Spanish reputation management company

Eliminalia, rebranded as 'Idata Protection' in January 2023 is a Spanish company which has specialized in reputation management. It was founded in 2011 by Diego Sánchez, known as Dídac Sánchez. The technical offices are in Kyiv, Ukraine. Eliminalia is the property of Maidan Holdings, a Miami-based holding company.

In 2015, Eliminalia offered its services without charge to anyone affected by the Ashley Madison data breach.

In 2020, Eliminalia received several vanity awards: Technology Innovator Awards 2020 by AI Global Media and Cyber Security Company of the Year by Corporate LiveWire.

In 2021, Qurium, an NGO dedicated to the defense of digital rights, accused Eliminalia of creating a network of fake websites with back-dated articles and then spamming them with apparently legal DMCA takedown notices and GDPR complaints. These were intended to take down articles referring to corruption in Angola regarding Isabel dos Santos and Vincent Miclet.

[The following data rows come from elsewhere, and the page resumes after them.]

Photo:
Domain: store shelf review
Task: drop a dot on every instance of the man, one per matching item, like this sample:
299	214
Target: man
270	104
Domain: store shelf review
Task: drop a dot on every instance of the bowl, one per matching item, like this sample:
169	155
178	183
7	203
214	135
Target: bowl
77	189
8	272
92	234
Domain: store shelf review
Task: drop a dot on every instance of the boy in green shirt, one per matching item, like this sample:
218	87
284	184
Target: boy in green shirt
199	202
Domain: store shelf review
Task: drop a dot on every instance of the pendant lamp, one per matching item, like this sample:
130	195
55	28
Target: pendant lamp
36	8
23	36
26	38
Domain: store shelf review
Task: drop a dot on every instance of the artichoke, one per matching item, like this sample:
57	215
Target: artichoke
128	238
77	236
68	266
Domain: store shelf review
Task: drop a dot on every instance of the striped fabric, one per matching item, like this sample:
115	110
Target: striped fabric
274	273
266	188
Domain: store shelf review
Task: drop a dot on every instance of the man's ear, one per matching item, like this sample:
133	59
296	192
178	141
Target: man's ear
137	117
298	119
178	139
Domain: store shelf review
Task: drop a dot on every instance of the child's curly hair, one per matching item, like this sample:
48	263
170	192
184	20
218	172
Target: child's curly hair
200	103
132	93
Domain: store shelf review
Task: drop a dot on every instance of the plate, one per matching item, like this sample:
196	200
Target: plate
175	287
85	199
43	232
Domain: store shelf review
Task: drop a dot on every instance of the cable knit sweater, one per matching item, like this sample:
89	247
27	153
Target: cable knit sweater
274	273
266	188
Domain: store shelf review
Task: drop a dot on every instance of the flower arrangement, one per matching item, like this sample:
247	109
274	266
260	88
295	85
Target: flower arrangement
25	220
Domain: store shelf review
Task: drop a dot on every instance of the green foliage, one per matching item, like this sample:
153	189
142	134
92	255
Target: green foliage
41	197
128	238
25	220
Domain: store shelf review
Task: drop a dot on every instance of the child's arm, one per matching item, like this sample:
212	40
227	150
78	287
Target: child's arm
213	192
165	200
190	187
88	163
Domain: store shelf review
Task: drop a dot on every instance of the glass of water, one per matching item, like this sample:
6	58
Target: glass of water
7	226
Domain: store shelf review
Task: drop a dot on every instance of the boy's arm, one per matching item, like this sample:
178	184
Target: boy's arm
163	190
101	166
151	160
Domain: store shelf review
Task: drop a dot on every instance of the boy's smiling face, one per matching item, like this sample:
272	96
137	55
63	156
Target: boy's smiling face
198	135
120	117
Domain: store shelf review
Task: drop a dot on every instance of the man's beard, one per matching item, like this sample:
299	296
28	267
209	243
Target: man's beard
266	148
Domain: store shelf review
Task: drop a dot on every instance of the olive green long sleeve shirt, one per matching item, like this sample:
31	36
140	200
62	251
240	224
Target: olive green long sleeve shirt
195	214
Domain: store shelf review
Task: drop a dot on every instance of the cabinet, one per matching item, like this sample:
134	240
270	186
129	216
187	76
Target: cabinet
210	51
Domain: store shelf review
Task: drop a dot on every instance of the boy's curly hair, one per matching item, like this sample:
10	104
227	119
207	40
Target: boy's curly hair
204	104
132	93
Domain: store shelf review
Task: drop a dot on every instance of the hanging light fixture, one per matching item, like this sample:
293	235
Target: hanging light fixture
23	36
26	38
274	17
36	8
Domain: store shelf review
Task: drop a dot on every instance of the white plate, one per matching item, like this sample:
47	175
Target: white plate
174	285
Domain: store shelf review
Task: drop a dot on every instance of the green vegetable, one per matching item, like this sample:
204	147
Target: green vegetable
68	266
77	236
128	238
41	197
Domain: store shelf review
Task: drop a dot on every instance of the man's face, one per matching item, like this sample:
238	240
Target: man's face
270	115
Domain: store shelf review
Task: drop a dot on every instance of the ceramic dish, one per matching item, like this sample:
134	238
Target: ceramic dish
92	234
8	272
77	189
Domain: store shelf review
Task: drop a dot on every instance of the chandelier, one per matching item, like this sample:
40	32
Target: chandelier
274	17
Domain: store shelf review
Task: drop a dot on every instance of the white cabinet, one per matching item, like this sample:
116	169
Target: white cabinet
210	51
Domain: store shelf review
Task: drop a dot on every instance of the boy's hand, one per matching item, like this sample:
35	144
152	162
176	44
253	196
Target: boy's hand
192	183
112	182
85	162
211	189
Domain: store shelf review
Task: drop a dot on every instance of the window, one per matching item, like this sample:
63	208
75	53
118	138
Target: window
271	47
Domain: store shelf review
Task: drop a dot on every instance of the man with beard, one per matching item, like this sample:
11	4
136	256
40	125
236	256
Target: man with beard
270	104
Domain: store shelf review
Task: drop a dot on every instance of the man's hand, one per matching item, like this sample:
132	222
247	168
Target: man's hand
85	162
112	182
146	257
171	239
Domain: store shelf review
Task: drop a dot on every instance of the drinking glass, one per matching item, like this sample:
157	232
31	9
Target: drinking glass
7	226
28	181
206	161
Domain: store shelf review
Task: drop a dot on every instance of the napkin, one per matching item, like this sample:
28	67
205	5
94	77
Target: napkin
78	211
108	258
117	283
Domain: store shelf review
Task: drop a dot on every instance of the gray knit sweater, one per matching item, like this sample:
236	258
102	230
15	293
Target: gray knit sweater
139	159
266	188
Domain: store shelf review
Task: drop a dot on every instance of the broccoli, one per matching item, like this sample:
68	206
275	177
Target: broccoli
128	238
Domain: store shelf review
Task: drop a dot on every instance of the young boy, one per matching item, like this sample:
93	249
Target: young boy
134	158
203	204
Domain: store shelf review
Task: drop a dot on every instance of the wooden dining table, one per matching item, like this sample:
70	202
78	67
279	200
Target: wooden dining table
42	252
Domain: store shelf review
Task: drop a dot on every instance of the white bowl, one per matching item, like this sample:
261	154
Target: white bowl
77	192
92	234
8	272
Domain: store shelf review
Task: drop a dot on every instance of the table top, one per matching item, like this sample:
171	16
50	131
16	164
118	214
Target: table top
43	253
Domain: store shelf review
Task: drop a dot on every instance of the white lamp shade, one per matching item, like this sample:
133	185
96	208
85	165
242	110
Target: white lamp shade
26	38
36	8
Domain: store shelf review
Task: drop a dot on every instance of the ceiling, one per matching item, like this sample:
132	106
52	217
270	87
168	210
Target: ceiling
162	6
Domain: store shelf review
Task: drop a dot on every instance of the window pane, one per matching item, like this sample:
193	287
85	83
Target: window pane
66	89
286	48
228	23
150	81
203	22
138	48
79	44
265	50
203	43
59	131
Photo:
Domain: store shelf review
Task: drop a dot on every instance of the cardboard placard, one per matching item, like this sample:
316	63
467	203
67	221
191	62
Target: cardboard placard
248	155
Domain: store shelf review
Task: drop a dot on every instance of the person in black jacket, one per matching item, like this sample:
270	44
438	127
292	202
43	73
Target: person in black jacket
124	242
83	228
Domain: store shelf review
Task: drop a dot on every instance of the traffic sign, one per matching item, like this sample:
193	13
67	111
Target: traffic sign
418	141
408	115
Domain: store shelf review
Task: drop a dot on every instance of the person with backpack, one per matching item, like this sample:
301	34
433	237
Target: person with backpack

==Internal documents leak==

In 2023, after a news leak of approximately 50,000 internal documents to French nonprofit Forbidden Stories, the company was accused of using 'blackhat tactics' to help clients in 50 countries, including torturers, convicted criminals, corrupt politicians, scammers and spyware companies to erase their past from the internet. Eliminalia allegedly uses an array of underhanded tactics to stifle criticism of its clients, from intimidating journalists to churning out fake news on websites such as Taiwan Times, Mayday Washington, CNN News Today, and London Uncensored - all of which are connected to Maidan Holdings (Eliminalia's parent company).

Using falsified copyright infringement notices, the company manipulates "right to be forgotten" laws, designed to protect people from malicious material online, by sending emails that appear to be from the European Commission to journalists and publishers of the unwanted articles. Two clients of Eliminalia are convicted drug traffickers; other clients included Venezuela officials, Malchas Tetruashvili (convicted of money laundering for Georgian mafia boss Tariel Oniani in 2019), José Mestré (convicted of cocaine trafficking in 2010), former bank officials at Banca Privada d'Andorra, as well as 'scammers, spyware companies, torturers, convicted criminals, corrupt politicians and others in the global underworld'. One has been charged with laundering money for a prostitution ring. Another sold U.S. equipment to the Syrian government. Three more are indicted for helping carry out a cryptocurrency scam that stole billions of dollars from investors.

As of January 2023, it appears that Eliminalia has rebranded as 'Idata Protection'.